Why the Government wants to seriously limit the amount of chocolate your child eats

A new Government initiative is calling for parents to think twice about the number of treats they give their kids.

With a third of youngsters reportedly leaving primary school either overweight or obese, the Change4Life campaign is aiming to tackle the problem head-on by cutting 20 per cent of sugar from the products children consume by 2020.

According to Public Health England, children are tucking into 400 biscuits, 100 portions of sweets and more than 120 cakes each year – quite staggering figures once they’re all totted up.

‘The true extent of children’s snacking habits is greater than the odd biscuit or chocolate bar. Children are having unhealthy snacks throughout the day and parents have told us they’re concerned,’ said Dr Alison Tedstone, PHE’s chief nutritionist.

‘We’ve developed a simple rule of thumb to help families move towards healthier snacking. Look for 100 calories snacks, two a day max.’

Wondering what family favourites would now be viewed by the Government as naughty? A chocolate bar contains around 200 calories, while an ice cream will set you back 175 calories. A packet of crisps totals 190 calories.

Dr Alison Tedstone’s colleague Orla Hugeuniot suggests referring to the traffic light system that can be found on packaging for guidance.
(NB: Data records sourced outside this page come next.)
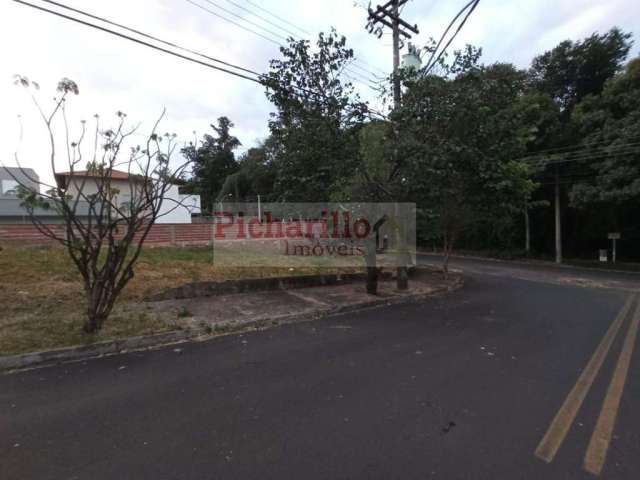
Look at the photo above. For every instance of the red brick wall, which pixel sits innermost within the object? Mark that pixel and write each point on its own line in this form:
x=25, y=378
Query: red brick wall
x=160, y=234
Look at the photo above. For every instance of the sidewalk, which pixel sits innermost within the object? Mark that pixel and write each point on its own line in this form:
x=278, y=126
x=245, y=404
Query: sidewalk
x=204, y=317
x=234, y=311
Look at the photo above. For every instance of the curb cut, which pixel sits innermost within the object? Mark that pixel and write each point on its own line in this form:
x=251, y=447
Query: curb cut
x=13, y=363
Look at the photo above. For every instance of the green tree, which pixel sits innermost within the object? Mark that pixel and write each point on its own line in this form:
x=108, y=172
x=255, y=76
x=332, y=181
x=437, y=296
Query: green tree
x=213, y=161
x=256, y=176
x=572, y=70
x=609, y=125
x=459, y=134
x=312, y=129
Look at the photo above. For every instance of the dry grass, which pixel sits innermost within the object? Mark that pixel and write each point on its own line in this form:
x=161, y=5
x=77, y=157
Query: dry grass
x=43, y=303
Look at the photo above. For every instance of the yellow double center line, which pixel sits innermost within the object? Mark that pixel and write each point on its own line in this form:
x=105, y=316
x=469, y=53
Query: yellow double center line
x=597, y=450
‘It’s a really simple way of bringing down the amount of sugar in children’s diets. We’re not saying they can never give children chocolate or a biscuit ever again – but it cannot be a daily occurrence.

‘If it is, they are going to be eating more sugar than they need.’

In a bid to make it easier for parents to shop better for their little ones, mums and dads will be offered money-off coupons for healthier nibbles like malt loaf and drinks with no-added sugar.

Supermarket giants Tesco and Co-op are also both backing Change4Life and will offer information in stores and online.